Лена приняла душ, вымыла волосы, и от нее вкусно пахло. Комплексовать вроде бы не было никаких поводов, но, когда вошел Костас, она поняла, что опять теряет голову.
Словно сквозь сон, она наблюдала, как он поздоровался с ее отцом, поцеловал маму, обнял Эффи. Лену он не обнял, просто пожал ее ледяную руку. Костас что-то сказал по-гречески, возможно, что-то смешное, потому что родители рассмеялись и посмотрели на него как на супергероя и великого комика. Лена пожалела, что не выучила родной язык своего любимого дедушки, папы и мамы.
Они сели в столовой. Ленин папа налил Костасу вина, потому что он был почти мужчиной, в смысле мужественным и самостоятельным. Он умел принимать решения.
Лене папа налил яблочный сок, и она почувствовала себя первоклашкой. Наверное, хорошо, что они с Костасом расстались, прежде чем он успел в ней разочароваться.
Лена попыталась вспомнить, что ей в себе нравится. Или за что она нравилась Костасу. Ничего не приходило на ум. Нет, все-таки надо было остаться в своей комнате.
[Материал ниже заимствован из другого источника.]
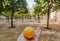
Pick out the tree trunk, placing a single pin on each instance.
(38, 19)
(12, 26)
(22, 19)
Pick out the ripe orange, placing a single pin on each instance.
(29, 32)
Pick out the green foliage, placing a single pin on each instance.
(41, 7)
(16, 5)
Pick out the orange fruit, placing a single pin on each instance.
(29, 32)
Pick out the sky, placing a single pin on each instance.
(30, 3)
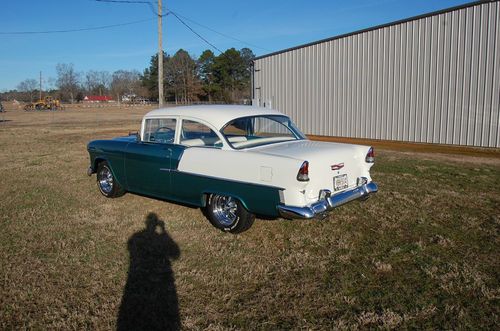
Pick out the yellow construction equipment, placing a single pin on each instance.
(47, 103)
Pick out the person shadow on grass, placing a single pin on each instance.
(149, 300)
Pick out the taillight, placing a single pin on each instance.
(303, 174)
(370, 156)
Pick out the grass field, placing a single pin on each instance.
(422, 253)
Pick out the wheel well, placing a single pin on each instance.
(97, 162)
(205, 195)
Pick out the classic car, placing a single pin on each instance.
(234, 162)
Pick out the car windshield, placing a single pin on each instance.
(255, 131)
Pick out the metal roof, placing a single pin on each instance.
(413, 18)
(217, 115)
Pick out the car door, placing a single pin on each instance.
(149, 162)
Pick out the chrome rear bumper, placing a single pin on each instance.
(328, 202)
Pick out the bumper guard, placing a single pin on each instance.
(328, 202)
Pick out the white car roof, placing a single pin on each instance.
(217, 115)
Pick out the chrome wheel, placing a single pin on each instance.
(105, 180)
(225, 209)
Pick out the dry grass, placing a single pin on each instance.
(423, 253)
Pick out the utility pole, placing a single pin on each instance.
(160, 57)
(40, 86)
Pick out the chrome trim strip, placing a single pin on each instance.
(322, 206)
(228, 179)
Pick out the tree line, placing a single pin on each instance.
(223, 78)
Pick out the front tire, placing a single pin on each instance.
(228, 214)
(106, 182)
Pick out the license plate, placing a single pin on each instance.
(340, 182)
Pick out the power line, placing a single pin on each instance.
(196, 33)
(220, 33)
(77, 29)
(149, 3)
(177, 15)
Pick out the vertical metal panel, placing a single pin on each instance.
(434, 79)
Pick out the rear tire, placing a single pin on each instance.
(228, 214)
(106, 181)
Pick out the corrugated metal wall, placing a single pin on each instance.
(435, 79)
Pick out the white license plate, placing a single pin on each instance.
(340, 182)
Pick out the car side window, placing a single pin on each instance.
(160, 130)
(197, 134)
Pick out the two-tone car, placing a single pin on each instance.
(235, 162)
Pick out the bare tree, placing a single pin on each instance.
(97, 82)
(67, 80)
(183, 82)
(125, 82)
(28, 86)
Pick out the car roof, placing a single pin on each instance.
(217, 115)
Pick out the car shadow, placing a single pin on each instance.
(149, 299)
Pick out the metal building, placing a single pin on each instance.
(433, 78)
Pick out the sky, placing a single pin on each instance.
(264, 26)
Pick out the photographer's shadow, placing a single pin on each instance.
(150, 299)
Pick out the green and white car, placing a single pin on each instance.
(235, 162)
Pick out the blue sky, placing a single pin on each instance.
(270, 25)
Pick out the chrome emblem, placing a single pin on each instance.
(337, 166)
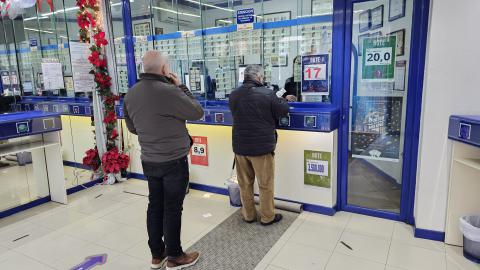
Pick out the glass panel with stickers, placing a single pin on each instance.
(208, 49)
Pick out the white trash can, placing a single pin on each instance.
(470, 227)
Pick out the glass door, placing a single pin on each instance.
(380, 33)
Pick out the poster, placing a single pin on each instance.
(245, 19)
(81, 67)
(317, 168)
(378, 59)
(376, 127)
(199, 151)
(52, 75)
(315, 74)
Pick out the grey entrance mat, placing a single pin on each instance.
(237, 245)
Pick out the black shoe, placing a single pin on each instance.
(276, 219)
(249, 221)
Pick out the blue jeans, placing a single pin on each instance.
(167, 184)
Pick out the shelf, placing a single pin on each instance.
(13, 148)
(470, 162)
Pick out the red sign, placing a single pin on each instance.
(199, 151)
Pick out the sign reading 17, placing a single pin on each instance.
(314, 72)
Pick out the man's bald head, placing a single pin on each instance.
(156, 63)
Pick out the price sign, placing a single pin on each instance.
(317, 168)
(379, 56)
(199, 151)
(315, 74)
(378, 60)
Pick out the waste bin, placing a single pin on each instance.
(470, 227)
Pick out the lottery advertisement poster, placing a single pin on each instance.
(376, 128)
(315, 74)
(199, 151)
(317, 168)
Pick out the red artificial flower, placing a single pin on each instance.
(113, 161)
(114, 134)
(92, 159)
(95, 60)
(100, 39)
(83, 22)
(92, 3)
(110, 118)
(103, 80)
(81, 3)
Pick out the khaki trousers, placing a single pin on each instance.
(263, 168)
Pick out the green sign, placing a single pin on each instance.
(378, 63)
(317, 168)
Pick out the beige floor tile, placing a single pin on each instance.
(340, 261)
(415, 258)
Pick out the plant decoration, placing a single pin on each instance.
(113, 161)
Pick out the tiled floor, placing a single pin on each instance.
(105, 219)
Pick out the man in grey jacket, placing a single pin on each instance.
(156, 109)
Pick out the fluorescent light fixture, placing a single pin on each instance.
(176, 12)
(209, 5)
(225, 21)
(36, 30)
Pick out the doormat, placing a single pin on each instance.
(235, 244)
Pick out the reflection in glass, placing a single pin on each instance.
(378, 101)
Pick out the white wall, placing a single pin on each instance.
(451, 87)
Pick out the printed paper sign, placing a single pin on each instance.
(199, 151)
(315, 74)
(81, 67)
(52, 76)
(378, 63)
(317, 168)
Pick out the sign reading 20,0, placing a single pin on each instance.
(378, 63)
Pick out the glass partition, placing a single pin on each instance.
(207, 50)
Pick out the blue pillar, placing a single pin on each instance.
(129, 48)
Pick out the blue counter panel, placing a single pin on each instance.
(64, 106)
(20, 124)
(308, 117)
(303, 116)
(465, 128)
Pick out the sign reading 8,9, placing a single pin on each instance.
(199, 150)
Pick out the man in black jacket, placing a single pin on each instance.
(256, 111)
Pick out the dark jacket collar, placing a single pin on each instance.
(250, 83)
(157, 77)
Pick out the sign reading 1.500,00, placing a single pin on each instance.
(379, 59)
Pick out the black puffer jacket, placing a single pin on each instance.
(255, 111)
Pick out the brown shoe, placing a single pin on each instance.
(159, 263)
(183, 261)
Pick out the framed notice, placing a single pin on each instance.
(396, 9)
(199, 151)
(364, 21)
(277, 16)
(378, 63)
(360, 43)
(141, 29)
(317, 168)
(400, 48)
(376, 16)
(400, 74)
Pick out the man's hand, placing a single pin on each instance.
(291, 98)
(175, 79)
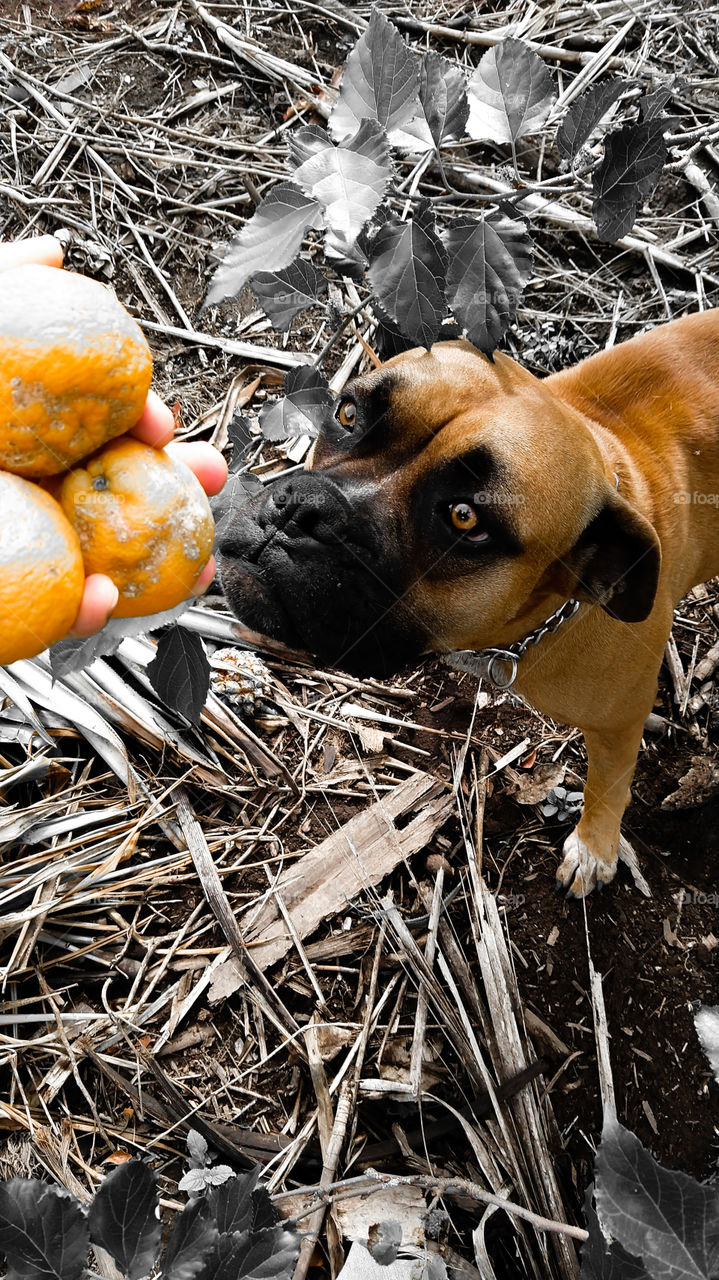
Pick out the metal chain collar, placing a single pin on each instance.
(489, 663)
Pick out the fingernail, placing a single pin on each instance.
(113, 607)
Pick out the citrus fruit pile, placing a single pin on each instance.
(77, 496)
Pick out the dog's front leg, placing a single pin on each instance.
(591, 850)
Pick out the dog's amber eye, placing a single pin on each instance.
(347, 412)
(463, 517)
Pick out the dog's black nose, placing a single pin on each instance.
(306, 507)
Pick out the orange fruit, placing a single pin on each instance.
(41, 571)
(74, 369)
(143, 519)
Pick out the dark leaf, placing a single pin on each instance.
(197, 1150)
(71, 656)
(306, 142)
(383, 1242)
(268, 1256)
(664, 1217)
(379, 81)
(232, 1203)
(42, 1232)
(407, 273)
(443, 96)
(268, 242)
(490, 261)
(238, 489)
(603, 1260)
(124, 1219)
(179, 672)
(192, 1237)
(509, 94)
(239, 435)
(348, 181)
(302, 408)
(265, 1214)
(585, 114)
(632, 164)
(283, 295)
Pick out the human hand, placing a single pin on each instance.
(155, 426)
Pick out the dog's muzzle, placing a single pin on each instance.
(303, 562)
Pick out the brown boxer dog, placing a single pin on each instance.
(453, 503)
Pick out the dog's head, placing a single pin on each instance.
(450, 502)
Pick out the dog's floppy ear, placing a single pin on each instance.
(617, 561)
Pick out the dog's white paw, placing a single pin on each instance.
(580, 871)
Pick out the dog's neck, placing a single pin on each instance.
(500, 666)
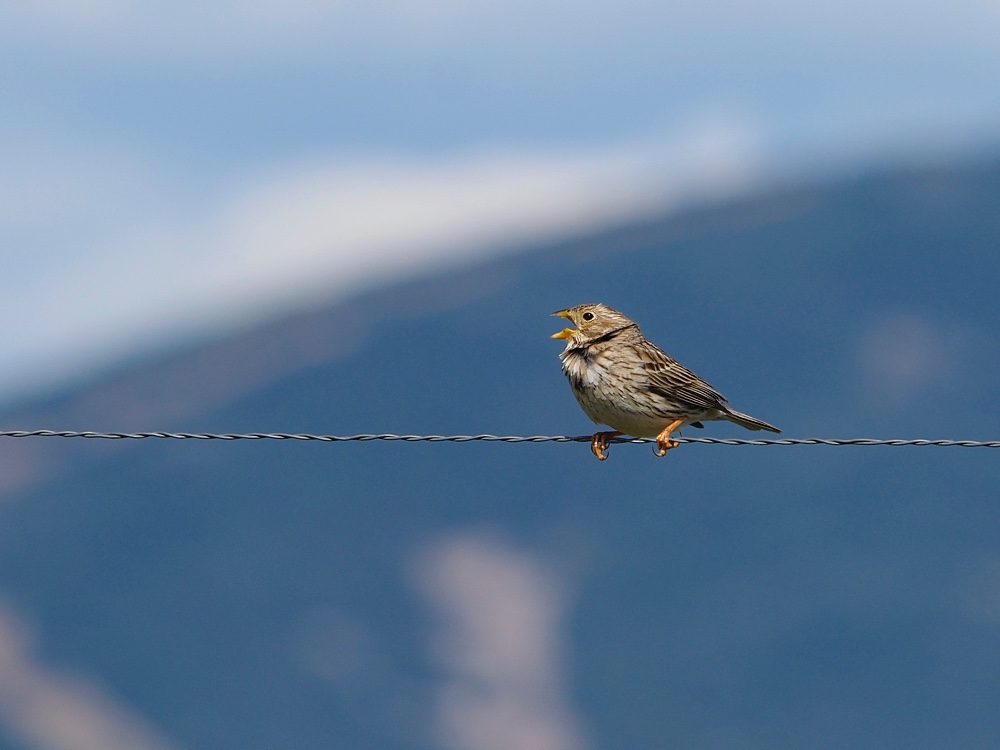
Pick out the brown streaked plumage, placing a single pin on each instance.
(626, 382)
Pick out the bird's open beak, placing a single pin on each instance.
(565, 333)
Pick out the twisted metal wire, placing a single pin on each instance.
(482, 438)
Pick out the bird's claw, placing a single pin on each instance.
(600, 443)
(662, 446)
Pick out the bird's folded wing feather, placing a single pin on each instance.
(673, 381)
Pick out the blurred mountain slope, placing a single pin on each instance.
(721, 597)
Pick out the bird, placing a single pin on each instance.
(624, 381)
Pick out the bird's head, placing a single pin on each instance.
(592, 321)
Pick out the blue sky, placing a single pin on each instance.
(171, 169)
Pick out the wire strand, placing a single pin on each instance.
(483, 438)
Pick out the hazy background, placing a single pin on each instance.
(356, 217)
(169, 169)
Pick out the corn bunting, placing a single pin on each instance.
(630, 384)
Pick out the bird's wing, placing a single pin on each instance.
(671, 380)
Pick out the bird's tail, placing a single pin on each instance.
(751, 423)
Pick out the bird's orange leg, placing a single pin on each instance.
(663, 441)
(600, 443)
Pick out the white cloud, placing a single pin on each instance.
(500, 643)
(46, 709)
(107, 266)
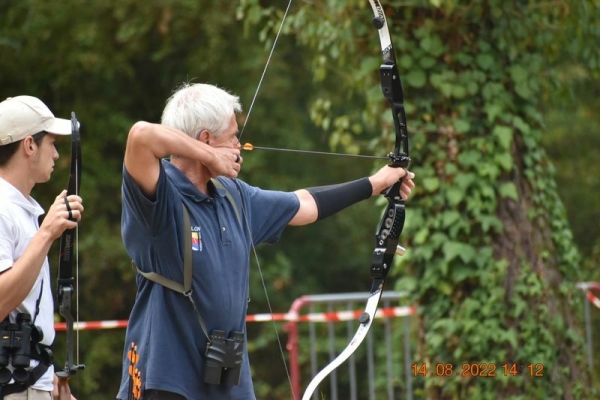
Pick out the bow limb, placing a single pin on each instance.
(68, 242)
(392, 222)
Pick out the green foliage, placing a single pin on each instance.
(492, 262)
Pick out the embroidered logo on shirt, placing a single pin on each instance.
(196, 239)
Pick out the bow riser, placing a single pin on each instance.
(65, 268)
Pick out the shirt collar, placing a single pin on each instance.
(10, 193)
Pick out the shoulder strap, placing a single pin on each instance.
(187, 262)
(219, 185)
(186, 288)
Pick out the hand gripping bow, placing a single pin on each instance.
(392, 222)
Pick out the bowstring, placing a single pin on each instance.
(264, 73)
(262, 278)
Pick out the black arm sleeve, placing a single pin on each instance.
(333, 198)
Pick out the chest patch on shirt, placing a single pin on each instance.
(196, 238)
За ужином Лена села рядом с ним.
Костас рассказывал забавную историю о дедушке, Бапи Калигарисе. Бабушка уговаривала его надеть новые кожаные ботинки вместо уже прохудившихся белых.
— «Это добротные, честные ботинки! Ты что, хочешь сделать из меня денди?» — Костас сказал это точь-в-точь, как Бапи. Папа так растрогался и, по-видимому, так соскучился по дому, что, кажется, готов был расплакаться.
Костас был таким же, как прежде. Почему она в него не поверила? Почему ей не хватило терпения?